The target cell received, now it is required to determine the number of the bit of interest to us. The number is the value of the next 5 bits of the address (in bold). But keep in mind that if the address being checked is not aligned at the boundary of 16 bytes ( address & 0xf != 0 ), then an odd bit will be used ( offset | 0x1 ). In this case, the address is aligned and the bit number will be 10110 ₂ = 22 ₁₀ .

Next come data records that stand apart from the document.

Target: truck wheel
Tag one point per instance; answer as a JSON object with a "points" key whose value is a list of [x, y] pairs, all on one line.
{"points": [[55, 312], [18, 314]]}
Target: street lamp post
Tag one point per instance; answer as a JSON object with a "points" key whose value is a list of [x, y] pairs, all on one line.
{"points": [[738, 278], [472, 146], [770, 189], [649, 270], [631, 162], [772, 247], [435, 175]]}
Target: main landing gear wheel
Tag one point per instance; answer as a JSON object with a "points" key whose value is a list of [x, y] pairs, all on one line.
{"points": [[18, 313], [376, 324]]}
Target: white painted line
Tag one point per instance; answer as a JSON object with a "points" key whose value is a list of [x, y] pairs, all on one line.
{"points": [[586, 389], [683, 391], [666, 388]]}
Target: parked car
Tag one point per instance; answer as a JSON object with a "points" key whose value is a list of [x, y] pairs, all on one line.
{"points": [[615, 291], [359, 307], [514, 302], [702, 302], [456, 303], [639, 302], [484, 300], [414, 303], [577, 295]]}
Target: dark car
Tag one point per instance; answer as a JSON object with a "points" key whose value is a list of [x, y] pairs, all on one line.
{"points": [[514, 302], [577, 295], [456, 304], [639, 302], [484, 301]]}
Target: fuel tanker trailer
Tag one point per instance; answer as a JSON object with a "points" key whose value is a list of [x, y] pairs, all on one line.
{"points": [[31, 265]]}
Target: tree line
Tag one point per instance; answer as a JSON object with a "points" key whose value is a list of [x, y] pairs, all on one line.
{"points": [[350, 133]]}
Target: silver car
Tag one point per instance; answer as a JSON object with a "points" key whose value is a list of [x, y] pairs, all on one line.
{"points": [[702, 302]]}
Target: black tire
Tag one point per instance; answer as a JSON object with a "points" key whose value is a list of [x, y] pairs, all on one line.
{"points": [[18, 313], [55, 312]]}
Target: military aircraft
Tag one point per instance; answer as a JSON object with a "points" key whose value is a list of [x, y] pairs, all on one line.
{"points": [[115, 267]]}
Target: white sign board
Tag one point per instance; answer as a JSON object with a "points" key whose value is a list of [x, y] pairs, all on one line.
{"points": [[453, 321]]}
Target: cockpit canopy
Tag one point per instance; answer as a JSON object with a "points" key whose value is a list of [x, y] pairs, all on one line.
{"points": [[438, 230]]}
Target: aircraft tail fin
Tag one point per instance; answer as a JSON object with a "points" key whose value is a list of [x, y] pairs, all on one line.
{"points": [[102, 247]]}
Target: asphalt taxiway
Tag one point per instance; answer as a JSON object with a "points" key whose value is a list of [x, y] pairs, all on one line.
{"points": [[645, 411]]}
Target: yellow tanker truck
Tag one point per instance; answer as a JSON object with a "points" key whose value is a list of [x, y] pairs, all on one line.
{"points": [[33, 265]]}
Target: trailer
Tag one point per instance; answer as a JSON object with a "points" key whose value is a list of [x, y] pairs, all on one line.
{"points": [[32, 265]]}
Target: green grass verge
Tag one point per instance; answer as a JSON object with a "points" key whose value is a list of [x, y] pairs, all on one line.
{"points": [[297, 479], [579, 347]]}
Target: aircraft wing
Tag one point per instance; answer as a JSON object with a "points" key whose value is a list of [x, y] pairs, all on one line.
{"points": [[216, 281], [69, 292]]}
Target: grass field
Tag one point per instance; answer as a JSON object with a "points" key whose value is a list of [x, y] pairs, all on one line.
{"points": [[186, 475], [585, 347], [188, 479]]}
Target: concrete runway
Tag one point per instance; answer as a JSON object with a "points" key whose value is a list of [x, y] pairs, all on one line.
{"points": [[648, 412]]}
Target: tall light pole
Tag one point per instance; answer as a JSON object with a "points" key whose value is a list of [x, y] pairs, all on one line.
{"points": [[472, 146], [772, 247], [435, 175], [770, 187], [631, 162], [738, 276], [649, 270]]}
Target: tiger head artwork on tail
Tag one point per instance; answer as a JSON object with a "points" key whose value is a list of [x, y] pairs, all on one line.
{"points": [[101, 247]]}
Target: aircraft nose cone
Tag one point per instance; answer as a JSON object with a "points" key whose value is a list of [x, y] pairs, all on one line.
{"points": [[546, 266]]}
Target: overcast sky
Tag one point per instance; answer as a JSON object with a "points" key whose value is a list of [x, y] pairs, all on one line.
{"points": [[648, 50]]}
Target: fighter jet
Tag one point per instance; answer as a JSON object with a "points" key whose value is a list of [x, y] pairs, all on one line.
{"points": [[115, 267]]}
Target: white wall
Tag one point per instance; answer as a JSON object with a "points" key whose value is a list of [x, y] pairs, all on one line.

Now it only remains to check the value of the bit by performing a bit test. The bt instruction checks the bit value of the first register, the sequence number of which is taken from the 5 low bits (modulo 32) of the second register. If the bit is 1, the Carry Flag (CF) will be set and the program will continue its execution as usual.

Otherwise, the ntdll!RtlpHandleInvalidUserCallTarget function will be called and the program will end with the 29th interrupt with the 0xA parameter on the stack, which means nt!_KiRaiseSecurityCheckFailure(FAST_FAIL_GUARD_ICALL_CHECK_FAILURE) .

By checking bit 22, you can verify that the address of the function being called is valid.

The implementation of this algorithm in Python is as follows:

 def calculate_bitmap_offset(addr): offset = (addr >> 8) * 4 bit = (addr >> 3) % 32 aligned = (addr & 0xF == 0) if not aligned: bit = bit | 1 print "addr = 0x%08x, offset = 0x%x, bit index = %u, aligned? %s" % (addr, offset, bit, "yes" if aligned else "no") calculate_bitmap_offset(0x0B3385B0)

The result of the script:

 addr = 0x0b3385b0, offset = 0x2cce14, bit index = 22, aligned? yes

Exceptions

Not in all cases the call of an invalid function will end with the 29th interrupt. The following checks occur in the ntdll!RtlpHandleInvalidUserCallTarget function:

Is DEP enabled for the current process?
Does the target address have the required rights ( PAGE_EXECUTE_WRITECOPY | PAGE_EXECUTE_READWRITE | PAGE_EXECUTE_READ | PAGE_EXECUTE )
Whether suppressed calls are ntdll!RtlGuardAllowSuppressedCalls - ntdll!RtlGuardAllowSuppressedCalls
Whether the target address is "suppressed" - ntdll!RtlpGuardIsSuppressedAddress

The pseudocode of this function is as follows:

Official information about the "suppressed" calls is missing. We can only say that these calls require compiler support — the IMAGE_GUARD_CF_FUNCTION_TABLE_SIZE_MASK mask must be set in the GuardFlags flags and the compiler must generate an extended table. In the bytes corresponding to this mask, the value of the additional size for the elements of the GuardCFFunctionTable table is GuardCFFunctionTable . If the address of the function is "suppressed", then the byte following the address must be equal to one.
You can allow suppressed calls, for example, using the HKEY_LOCAL_MACHINE\SOFTWARE\Microsoft\Windows NT\CurrentVersion\Image File Execution Options\ CFGOptions , by setting the CFGOptions parameter for the required application to 1.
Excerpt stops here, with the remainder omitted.